Whenever you've suffered an injury as a result of a slip and fall on someone else's property in South Dakota (whether it's residential or commercial property), it usually makes sense to look into your options for getting compensation for your losses -- especially if you think the negligence of the property owner played a part in your accident.
Several South Dakota laws will affect any lawsuit you decide to bring over your slip and fall, including the statute of limitations deadline for starting a lawsuit in South Dakota's court system, and the state's "comparative negligence" rule, which can limit your right to recover compensation if you bear some amount of responsibility for the accident. Even if you're pretty sure your case will reach a personal injury settlement out of court, you still need to keep these state laws in mind, so read on for the details.
By way of background, a statute of limitations is a state law that sets a strict time limit on the right to have a lawsuit heard in civil court. Specific time limits vary from state to state, and depending on the kind of case being filed.
In South Dakota, injury lawsuits arising from a slip and fall accident are governed by the statute of limitations found at South Dakota Codified Laws section 15-2-14. This law gives you three years to ask South Dakota’s civil court system for a remedy for any kind of personal injury caused by someone else.
So, if you’re filing a lawsuit against a property owner or other defendant who you think is responsible for the unsafe condition of property where you were injured, you need to get the initial complaint filed in court within three years of the date of the incident. In certain rare circumstances, the clock may pause or "toll," giving you even more leeway to get your case started. Talk to a personal injury attorney for the details on these exceptions in South Dakota.
If you want to file a lawsuit over any property damage that resulted from the slip and fall accident -- maybe you broke an expensive watch when you fell, for example -- the catch-all statute of limitations found at South Dakota Codified Laws section 15-2-13 gives you six years to get your case filed against the property owner or other defendant, asking for repair or replacement of your damaged item(s).
The success or failure of either kind of case -- whether the lawsuit is for injury or property damage, or both -- will most likely hinge on your ability to prove that the defendant failed to take reasonable steps to keep the property safe, and to prevent your accident. Learn more about premises liability and proving fault for a slip and fall.
The next logical question is, "What happens if I don’t get my lawsuit started before the filing deadline passes?" In that situation, you can count on the defendant asking the court to dismiss the case, and the court is almost sure to grant the dismissal. That's why it’s so crucial to understand the statute of limitations and abide by the time limit as it applies to your specific situation.
If you're thinking about making a claim for injuries suffered in a slip and fall, be prepared to hear the other side argue that you bear some amount of blame for what happened. The legal concept behind this argument is known as "comparative negligence," and South Dakota's version of it is unique (not to mention potentially unfriendly to plaintiffs).

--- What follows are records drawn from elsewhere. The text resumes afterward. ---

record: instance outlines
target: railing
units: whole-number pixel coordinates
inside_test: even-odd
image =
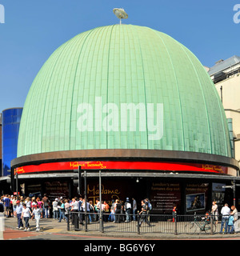
[[[135,233],[135,234],[214,234],[221,231],[222,216],[217,222],[214,216],[130,214],[126,222],[126,214],[70,212],[68,214],[67,230],[99,231],[102,233]],[[85,219],[87,221],[86,222]],[[142,223],[141,223],[142,222]],[[238,223],[239,222],[239,223]],[[236,223],[238,225],[236,225]],[[240,219],[234,224],[234,232],[240,231]],[[141,225],[140,225],[141,224]],[[225,226],[224,226],[225,228]],[[228,230],[223,230],[226,233]]]

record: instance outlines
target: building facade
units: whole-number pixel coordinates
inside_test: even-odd
[[[232,122],[234,157],[240,161],[240,57],[220,60],[209,69],[221,97],[226,118]]]
[[[10,108],[2,113],[1,140],[2,140],[2,192],[10,193],[10,178],[11,161],[17,157],[18,139],[22,108]]]
[[[11,170],[26,194],[76,195],[81,166],[90,200],[101,177],[107,201],[150,198],[153,212],[205,212],[213,199],[234,203],[222,188],[239,179],[229,126],[212,80],[183,45],[148,27],[98,27],[38,72]]]

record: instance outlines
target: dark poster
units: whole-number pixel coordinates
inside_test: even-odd
[[[181,189],[179,183],[153,182],[150,189],[153,211],[158,214],[171,214],[174,206],[181,211]]]

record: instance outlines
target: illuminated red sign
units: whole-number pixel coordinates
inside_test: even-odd
[[[134,161],[76,161],[42,163],[24,166],[15,169],[18,174],[42,171],[82,170],[161,170],[161,171],[193,171],[227,174],[228,167],[201,163],[182,163],[166,162],[134,162]]]

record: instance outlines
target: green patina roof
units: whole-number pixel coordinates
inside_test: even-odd
[[[88,103],[90,110],[82,113],[82,103]],[[122,103],[143,103],[146,120],[137,111],[137,128],[128,120],[127,129],[122,129],[120,113],[110,114],[113,104],[104,109],[106,113],[101,109],[106,103],[118,110]],[[162,135],[157,139],[150,139],[154,133],[148,126],[150,103],[154,107],[154,124],[157,114],[161,121]],[[162,112],[157,111],[158,103]],[[146,129],[141,130],[142,123]],[[171,37],[133,25],[98,27],[69,40],[46,62],[27,95],[18,157],[86,149],[169,150],[231,157],[224,110],[202,65]]]

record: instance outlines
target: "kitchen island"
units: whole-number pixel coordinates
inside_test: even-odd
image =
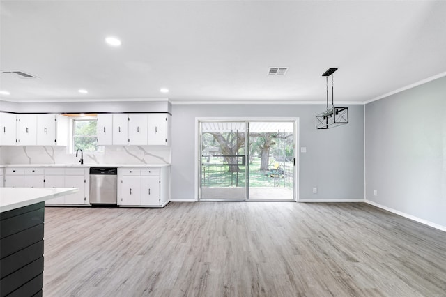
[[[42,296],[45,201],[77,191],[0,188],[0,296]]]

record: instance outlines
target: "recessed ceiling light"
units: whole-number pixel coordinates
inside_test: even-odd
[[[121,44],[121,40],[116,37],[107,37],[105,38],[105,42],[114,47],[118,47]]]

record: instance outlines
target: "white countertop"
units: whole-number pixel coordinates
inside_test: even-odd
[[[0,188],[0,213],[77,192],[77,188]]]
[[[75,167],[75,168],[91,168],[91,167],[165,167],[170,166],[170,164],[8,164],[1,165],[0,168],[52,168],[52,167]]]

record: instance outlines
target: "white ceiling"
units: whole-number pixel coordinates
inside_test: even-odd
[[[364,102],[446,75],[446,1],[1,1],[0,100]],[[115,36],[120,47],[104,40]],[[268,76],[286,66],[285,76]],[[160,92],[167,88],[168,93]],[[77,90],[85,89],[87,94]]]

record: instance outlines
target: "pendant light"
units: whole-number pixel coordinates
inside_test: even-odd
[[[348,107],[334,107],[333,73],[337,68],[329,68],[323,73],[327,81],[327,110],[316,116],[316,128],[328,129],[348,123]],[[328,77],[332,77],[332,106],[328,107]]]

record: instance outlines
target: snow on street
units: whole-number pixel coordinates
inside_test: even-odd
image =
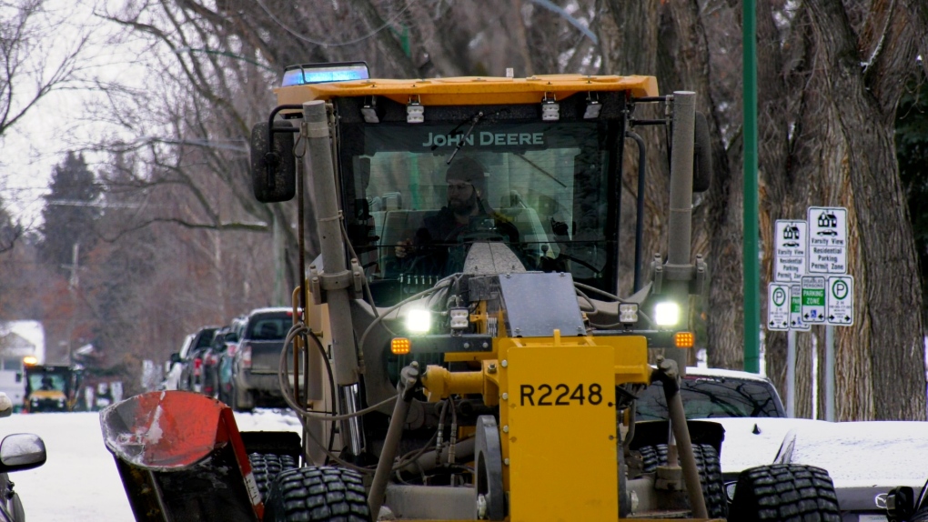
[[[289,413],[255,410],[236,414],[240,431],[300,431]],[[41,467],[10,475],[26,517],[40,522],[125,522],[129,501],[112,454],[103,444],[96,413],[13,414],[0,419],[0,436],[34,433],[45,442]]]

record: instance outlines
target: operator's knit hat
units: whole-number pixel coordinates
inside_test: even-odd
[[[486,185],[486,169],[483,165],[467,156],[456,157],[454,160],[451,161],[451,165],[448,170],[445,172],[445,179],[447,180],[459,180],[469,183],[475,187],[483,190],[483,186]]]

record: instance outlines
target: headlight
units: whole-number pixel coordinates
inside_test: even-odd
[[[432,313],[428,310],[410,310],[406,312],[406,330],[424,334],[432,329]]]
[[[660,326],[673,326],[680,321],[680,305],[676,302],[659,302],[654,307],[654,322]]]

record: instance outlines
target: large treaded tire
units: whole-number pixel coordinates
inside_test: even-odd
[[[778,464],[738,476],[730,522],[841,522],[834,484],[820,467]]]
[[[281,472],[264,503],[265,522],[369,522],[361,476],[341,467]]]
[[[290,455],[251,453],[248,455],[248,460],[251,463],[251,473],[258,484],[258,492],[261,493],[262,500],[267,500],[267,491],[280,472],[297,467],[296,459]]]
[[[641,453],[645,473],[667,464],[666,444],[643,446],[638,448],[638,452]],[[722,478],[718,452],[712,444],[693,444],[693,454],[696,456],[699,481],[702,485],[706,512],[710,518],[725,518],[728,515],[728,501],[725,497],[725,480]]]

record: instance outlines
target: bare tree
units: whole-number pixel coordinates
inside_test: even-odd
[[[44,0],[0,2],[0,136],[18,123],[44,96],[71,86],[81,71],[86,45],[79,37],[59,61],[49,63],[43,51],[52,22]]]

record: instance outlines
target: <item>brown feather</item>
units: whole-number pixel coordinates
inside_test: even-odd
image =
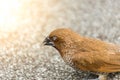
[[[120,46],[98,39],[80,36],[70,29],[57,29],[49,38],[56,36],[55,48],[66,63],[91,72],[120,72]],[[70,60],[70,62],[69,62]]]

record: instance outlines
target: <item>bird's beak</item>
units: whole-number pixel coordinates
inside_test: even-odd
[[[50,40],[49,37],[46,37],[45,40],[43,41],[44,45],[48,45],[48,46],[54,46],[54,42],[52,40]]]

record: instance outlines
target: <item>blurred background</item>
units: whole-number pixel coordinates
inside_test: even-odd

In South Dakota, if your personal injury case goes to trial, and you are found more than "slightly" at fault for your slip and fall, you could receive no compensation at all. You can find this law at South Dakota Codified Laws section 20-9-2, which says that in any kind of personal injury case, "the fact that the plaintiff may have been guilty of contributory negligence does not bar a recovery when the contributory negligence of the plaintiff was slight in comparison with the negligence of the defendant, but in such case, the damages shall be reduced in proportion to the amount of plaintiff's contributory negligence.”"
So, in plain English, and in the context of a slip and fall case, let’s say your lawsuit goes to trial, the other side makes a "comparative negligence" argument, and the jury finds you "slightly" at fault for your injuries. Under section 20-9-2, you can still get compensation from the other responsible parties (meaning the property owner), but any damages (monetary compensation) you receive will be reduced by an amount that is equal to the percentage of your fault.
To illustrate how this works, let’s say the jury finds that you were "slightly" to blame for the slip and fall accident, and they set your share of fault at five percent. They also set your total damages (including medical bills and other losses) at $10,000. In that case, you’ll receive $9,500 from the defendant (that’s the original $10,000 minus 5 percent).
South Dakota is the only state that follows this version of "comparative negligence," where the plaintiff's share of fault must be "slight" in order for him or her to still recover compensation from the defendant. There's no set definition of "slight" under section 20-9-2, so it's a bit of a gray area. The jury will make its own determination based on the specific circumstances of the case.
Even if your case doesn’t make it to trial (even if a lawsuit isn’t actually filed), South Dakota's shared fault rules will still be a factor. After all, during settlement negotiations, the other side is concerned with what might happen if your case does wind up in court. So you can expect any settlement offer to reflect their view of the part you played in causing the slip and fall.